4

I am trying to understand what optimization process causes the following code to produce an infinite loop when compiled with the -O3 optimization flag. To get it out of the way, I understand that the real root cause of the issue is the lack of a return in this non void function, I happened on this interesting behavior while part way through implementing this code on an embedded system and had not yet added the return as I was not using the return value at that point.

My question is more about the optimization process and how whatever it's doing could help in other cases/what the 'optimized' logic looks like.

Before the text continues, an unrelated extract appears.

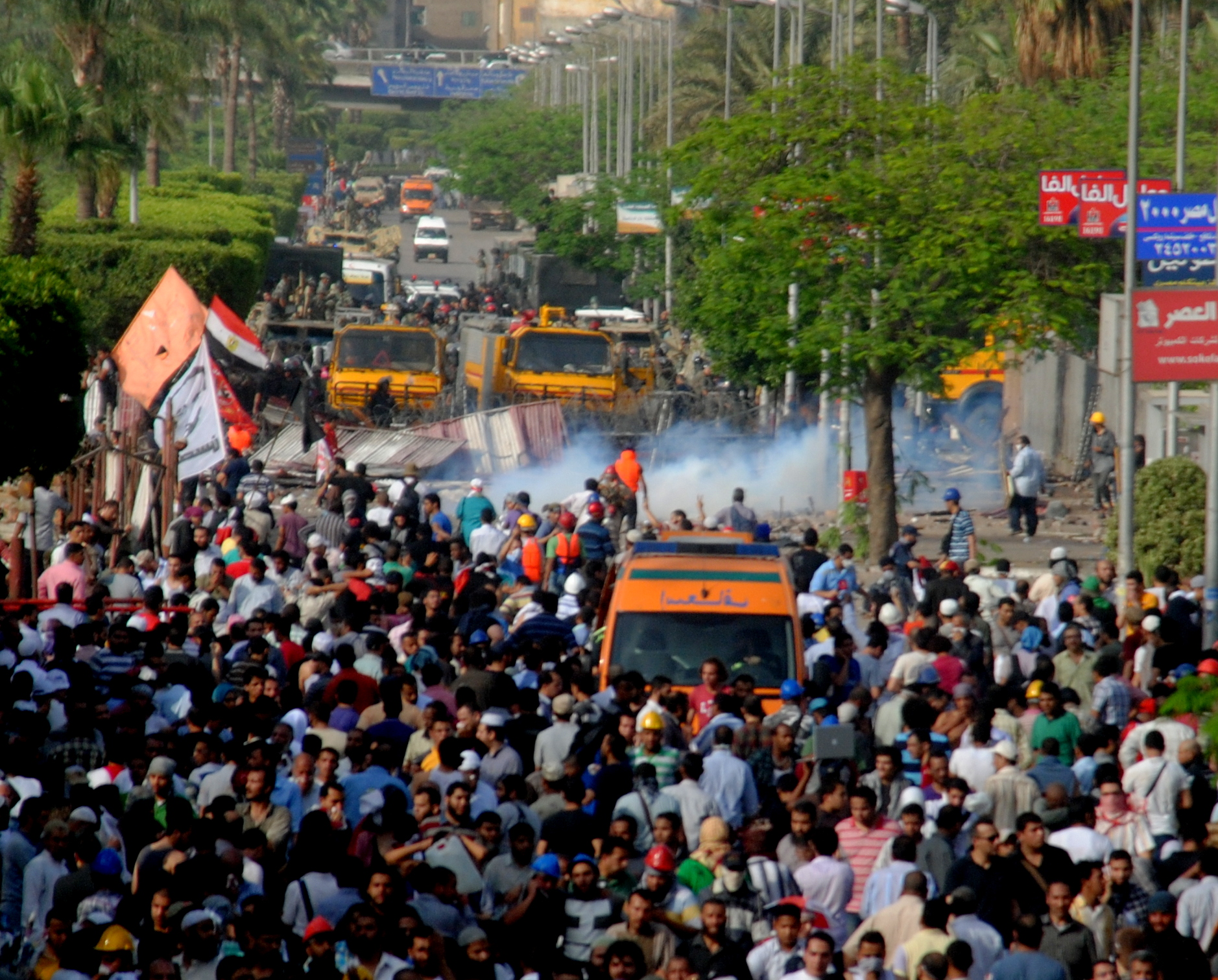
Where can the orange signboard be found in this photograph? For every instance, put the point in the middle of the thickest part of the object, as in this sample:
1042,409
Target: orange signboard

For a little more context, I see this behavior when using both the c++ compiler in ubuntu (c++ (Ubuntu 9.4.0-1ubuntu1~20.04.1) 9.4.0) as well as the aarch64-linux-gnu-g++ compiler shipped with Xilinx Vitis 2020.2 (and running on their respective platforms of course).

Minimum reproducible example (that I have so far created):

#include <iostream>

int broken_for_loop(){
    for (int i = 0; i < 10000; i+= 1000){
        std::cout << i << std::endl;
    }
}

int main(int argc, char const *argv[]){
    broken_for_loop();
}

When compiling with c++ ./broken_loop_test.cpp -o test_local -O3 or the ARM equiv. the output of the loop is infinite and I have run it until the 32b int wraps around. Without optimization, it works as I would expect. If I simply return 0 after the for loop, it also works with optimization.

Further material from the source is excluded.